While the bill is in some ways "less bad" after extensive changes through the amendment process, there is still much work to do as this process moves to some form of Conference Committee. We will be focusing on several issues as this bill moves forward:
- The Consumer Financial Protection Agency/Bureau is still very problematic, and has been so since the outset. Some form of this new bureaucracy will emerge in the final version, and we will continue to fight for exclusive enforcement authority for the prudential regulators, joint rulemaking and bank regulatory veto power as well as indexing of the $10 B threshold for the exemptions.
- The Durbin interchange amendment is awful, and will have a direct impact on the ability of community banks to remain competitive in the debit/credit card business. This language is not in the House version, and we will be strongly pushing for its exclusion in Conference.

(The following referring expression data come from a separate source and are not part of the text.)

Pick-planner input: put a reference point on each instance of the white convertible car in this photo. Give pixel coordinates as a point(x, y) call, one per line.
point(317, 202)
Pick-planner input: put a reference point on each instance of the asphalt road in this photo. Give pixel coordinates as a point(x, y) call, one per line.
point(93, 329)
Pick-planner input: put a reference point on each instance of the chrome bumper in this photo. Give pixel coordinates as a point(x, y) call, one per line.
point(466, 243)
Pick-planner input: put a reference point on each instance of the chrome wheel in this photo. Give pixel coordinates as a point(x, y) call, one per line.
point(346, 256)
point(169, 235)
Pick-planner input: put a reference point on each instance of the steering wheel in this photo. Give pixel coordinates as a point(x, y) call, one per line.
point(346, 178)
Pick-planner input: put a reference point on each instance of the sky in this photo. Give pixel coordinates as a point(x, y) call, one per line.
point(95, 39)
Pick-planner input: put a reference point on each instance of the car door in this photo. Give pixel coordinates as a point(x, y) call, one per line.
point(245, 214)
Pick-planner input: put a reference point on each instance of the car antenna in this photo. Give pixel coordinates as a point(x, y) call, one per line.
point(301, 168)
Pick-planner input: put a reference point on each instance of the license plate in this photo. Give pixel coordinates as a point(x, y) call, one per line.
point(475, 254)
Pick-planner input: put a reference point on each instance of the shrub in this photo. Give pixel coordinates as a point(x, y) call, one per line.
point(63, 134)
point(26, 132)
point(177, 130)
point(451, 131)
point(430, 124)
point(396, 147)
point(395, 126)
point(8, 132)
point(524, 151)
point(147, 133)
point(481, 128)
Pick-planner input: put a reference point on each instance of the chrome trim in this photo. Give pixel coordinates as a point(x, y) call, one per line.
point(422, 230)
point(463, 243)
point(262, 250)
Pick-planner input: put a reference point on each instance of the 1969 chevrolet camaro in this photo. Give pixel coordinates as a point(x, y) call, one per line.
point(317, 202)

- The Collins amendment was intended to force large banks and bank holding companies to meet the same capital standards as small banking companies on a consolidated basis. Unfortunately, the language creates "unintended consequences" in that trust preferred securities would no longer be considered Tier 1 capital, and favorable treatment of small bank holding companies would go away. Senator Collins has indicated that such was not her intent. The FDIC is a major player in this issue, as they are presently sitting on over $400 million in trust preferred CDOs from failed banks. We have been in contact with senior staff at the FDIC to weigh in, and will continue to work toward a reasonable and workable solution on this troubling provision.
- There are a number of other important issues we will be pushing, including retention of state legal lending limits and SOX Section 404(b) compliance exclusion for smaller companies. Additionally, there will no doubt be additional issues that surface as more eyes examine the language and amendments going forward.
The conferees should be named and a "gameplan" announced early next week, at which time we will have more clarity on the process and the players. We will be asking you to contact your respective members to deliver specific messages to their colleagues on the Conference Committee, or if we're fortunate enough to have Texas representation on that Committee (which we anticipate), direct messaging on key issues will be appropriate.
Thanks to all of you who have contacted your Senators and members of Congress during this long and tedious process, and special thanks to the ICBA for their remarkable efforts to represent community banks. Special thanks also to Senators Hutchison and Cornyn. They have both been highly supportive of community banking issues, and very responsive to our concerns. This is not over yet, and you will have an opportunity to continue to make a difference in the final bill.